Edward, ikinci hayatında bir şövalye ile Haçlı Seferlerine katılır. Hugues birader, seferlere giderken şans getirsin diye yanına aldığı kedisini zırhının içine saklayarak savaşırmış.

1600’lü yıllarda geçen üçüncü hayatında kadınlara gizlice özel otlardan yapılmış şuruplar vererek çocuk düşürten, sancıları azaltan, onları bitmek tükenmek bilmeyen gebelikten kurtaran ve bu yüzden adı cadıya çıkan Catherine ile yaşar. Kocasından devamlı dayak yiyen ve sonunda kocası tarafından ihbar edilerek kalabalık önünde kedisiyle birlikte yakılan ‘cadı’ Catherine, Edward’ın kulağına tatlı sözler fısıldayarak onu sakinleştirir, mırıltılarına eşlik ederdi. Edward, hiçbir ölümünde bu kadar acı çektiğini hatırlamaz.
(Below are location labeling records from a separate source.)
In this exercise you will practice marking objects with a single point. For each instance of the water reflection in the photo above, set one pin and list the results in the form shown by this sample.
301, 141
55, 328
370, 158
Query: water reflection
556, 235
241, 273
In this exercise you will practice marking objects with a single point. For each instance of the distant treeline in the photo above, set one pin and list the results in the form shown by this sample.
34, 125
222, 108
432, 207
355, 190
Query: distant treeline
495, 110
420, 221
Ewdard, 4. hayatına bir gemide devam etti. Gemicilerden biri patisine koca bir kanca takıp onu boğmak isterken kurtarılarak Sebastien Morin tarafından tedavi edildi. Uzun bir birliktelikleri oldu ve Edward, onu ‘güzel aslanım’ diye seven,  tedavi eden ve geceleri onunla yatmasından hoşlanan bu dev adamın kokusunu bir daha hiç unutmadı. Diğer hayatlarında bile...

5. ve 6. hayatlarını Fransa’nın ünlü bir ailesinin başaşçısı Bay Leblanc’ın kedisi olarak enfes yemek artıklarını süpürerek ve yıldızları araştıran bir gökbilimcinin Halley’in geçişine tanık olmuş kedisi olarak yaşar.
Edward’ın bir sonraki hayatı diğerlerine göre kısmen daha rahat geçti. İstanbul Galatasaray’da bir balıkçının kedisiydi. Mehmet, sabahın erken saatlerinde kalkar, buzhaneden balıkları alır, tezgahlara dizer, akşam arta kalanların kafa ve kuyruklarından bir ziyafet çekerdi kedisine. Edward, İstanbul sokaklarını, yokuşları, ezan seslerini ve en çok da balıkları özler...

8.hayatı cadı avından sonra yaşadığı en zor yıllar olur. Rachel, zenginlere şapka tasarlayan, genç yaşta dul kalmış bir yahudidir. Alman işgalinde bombardıman sırasında korkmasın diye Edward’ın kulaklarını tıkardı. Uzun yıllar kaçak hayatı yaşayan Rachel, Edward’ı bir an olsun yanından ayırmamıştı.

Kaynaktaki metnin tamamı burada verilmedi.